In these instances, Philpott is describing saintly behavior—idealism raised to its highest level. And here is the problem. Saints may be necessary, but they cannot serve as examples for others to follow: they stand out from the rest of humanity by their readiness to sacrifice themselves for their convictions. They dwell beyond normal society, exploding institutions for the greater good as they understand it. Government for them is not a tool, not even a necessity, but an obstacle to their moral aims, because governing too often conflicts with the pursuit of justice. Unsaintly politicians must frequently make decisions in which justice has to give way to other considerations (like the Hobbesian stability that Philpott deems inadequate).
In this sense, the morality of holding power paradoxically requires knowing when to compromise, even with evil, so that our ideals do not send us self-destructively over a cliff. Philpott’s experiences have taught him the importance of pragmatism in governing, yet there is a part of him that adamantly refuses to compromise with evil, even if doing so is “the best that can be obtained.” Thus he says that “some kinds of wounds are rightfully redressed apart from their consequences for stability, democracy and peace.” These are wounds, he goes on, that demand repair “in and of themselves.” Philpott is not a fanatic. But this is a fanatical idea, and it drives us back to Huntington’s icier realm.
To accept Huntington’s perspective at its coldest, without the counterweight of Philpott’s humanity, can too readily result in cruelty and devastation. Yet to adopt Philpott’s good intentions at their warmest, without the skepticism of Huntington’s tough-mindedness, can produce fanaticism and self-destruction. We need Huntington and Philpott — in an “ethic of intellectual reconciliation,” if you will. Admittedly, this is a balance not easily achieved. In the real world, clashes of values (or civilizations) abound. Every situation, every crisis, is different, and policy is necessarily conducted in a fog of uncertainty.
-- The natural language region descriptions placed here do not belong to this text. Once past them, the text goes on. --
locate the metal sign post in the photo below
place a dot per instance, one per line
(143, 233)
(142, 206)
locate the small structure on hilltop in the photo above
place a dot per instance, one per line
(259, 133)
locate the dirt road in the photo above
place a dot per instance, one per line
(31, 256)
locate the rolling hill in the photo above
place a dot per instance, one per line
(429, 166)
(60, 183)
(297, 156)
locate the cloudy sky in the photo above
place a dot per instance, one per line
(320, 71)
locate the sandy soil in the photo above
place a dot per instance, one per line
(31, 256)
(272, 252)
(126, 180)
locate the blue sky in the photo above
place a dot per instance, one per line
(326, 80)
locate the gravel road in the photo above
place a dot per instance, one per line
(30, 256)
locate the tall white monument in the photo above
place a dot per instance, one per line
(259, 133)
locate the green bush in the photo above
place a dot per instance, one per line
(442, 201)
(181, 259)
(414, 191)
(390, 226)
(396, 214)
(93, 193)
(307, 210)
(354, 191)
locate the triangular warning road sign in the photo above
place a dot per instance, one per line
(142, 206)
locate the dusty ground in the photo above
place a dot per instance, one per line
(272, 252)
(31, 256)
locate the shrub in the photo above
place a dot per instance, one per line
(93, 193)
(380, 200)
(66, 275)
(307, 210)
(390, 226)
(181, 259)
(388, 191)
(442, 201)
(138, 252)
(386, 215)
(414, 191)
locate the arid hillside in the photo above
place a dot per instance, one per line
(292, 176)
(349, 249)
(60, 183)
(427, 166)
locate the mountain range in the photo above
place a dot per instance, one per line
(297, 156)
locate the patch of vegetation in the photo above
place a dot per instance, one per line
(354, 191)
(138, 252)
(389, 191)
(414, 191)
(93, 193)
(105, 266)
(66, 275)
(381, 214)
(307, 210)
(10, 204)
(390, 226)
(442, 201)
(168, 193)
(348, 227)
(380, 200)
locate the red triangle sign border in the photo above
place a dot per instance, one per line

All we can ask is that policymakers try to maintain the conflicting perspectives of Huntington and Philpott in a kind of unsteady, tense equilibrium, neglecting neither one nor the other. There are no formulas that can assure the correct balance, only the innate good sense of the decision-maker. In this, it should be said, the conduct of international affairs is like nothing so much as the practice of literary criticism, at least as T.S. Eliot once described it. “There is no method,” he said, “except to be very intelligent.”
Barry Gewen is an editor at The New York Times Book Review.